The move, which pertains to the US, has been made in response to the coronavirus pandemic’s severe impact on the stability of the traditional theatre-first release model.
“We’re living in unprecedented times which call for creative solutions, including this new initiative for the Warner Bros. Pictures Group,” Warner Bros. CEO Ann Sarnoff said in a statement (via Variety).
“No one wants films back on the big screen more than we do. We know new content is the lifeblood of theatrical exhibition, but we have to balance this with the reality that most theatres in the U.S. will likely operate at reduced capacity throughout 2021.”
The movies Warner Bros. is planning to release include: Dune, The Matrix 4, The Suicide Squad, The Little Things, Judas And The Black Messiah, Tom & Jerry, Godzilla Vs. Kong, Mortal Kombat, Those Who Wish Me Dead, The Conjuring: The Devil Made Me Do It, In The Heights, Space Jam: A New Legacy, Reminiscence, Malignant, The Many Saints Of Newark, King Richard, and Cry Macho.
Warner’s move will allow HBO Max users (where the service is currently only available in the US) to watch the new films for 31 days.
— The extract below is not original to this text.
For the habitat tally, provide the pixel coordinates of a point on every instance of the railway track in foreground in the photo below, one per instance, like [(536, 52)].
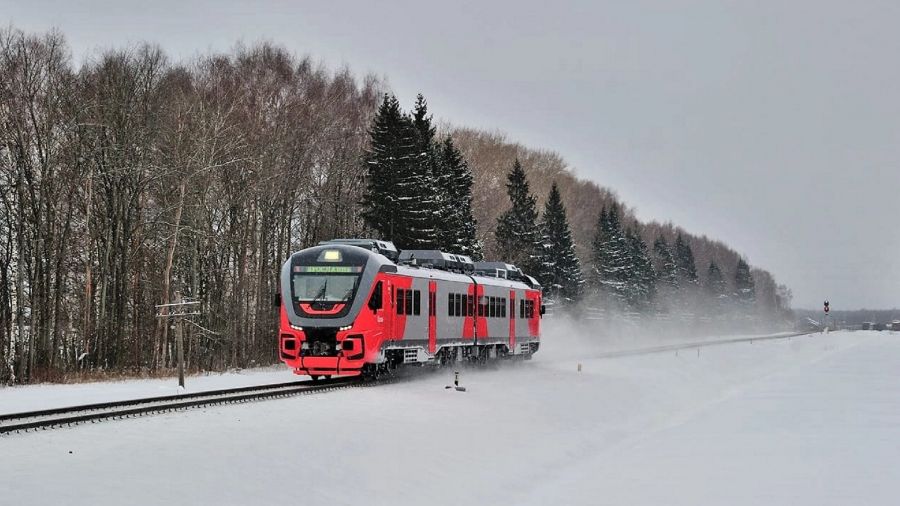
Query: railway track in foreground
[(91, 413)]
The films will also play in US cinemas, which honours existing relationships with movie theatre distributors such as AMC and Regal.
At present, Warner Bros.’s said it will run the experiment for one year. NME has contacted WarnerMedia for comment with regards to plans for the UK.
The news follows the confirmation that Wonder Woman 1984 will be released in the UK this month. Patty Jenkins’ long-awaited sequel launches on HBO Max in the US but is also set for a theatrical release across the UK.
The film will receive a staggered release across the US, beginning with a launch on HBO Max and in cinemas where possible on December 16. It will expand to more US cinemas on December 25.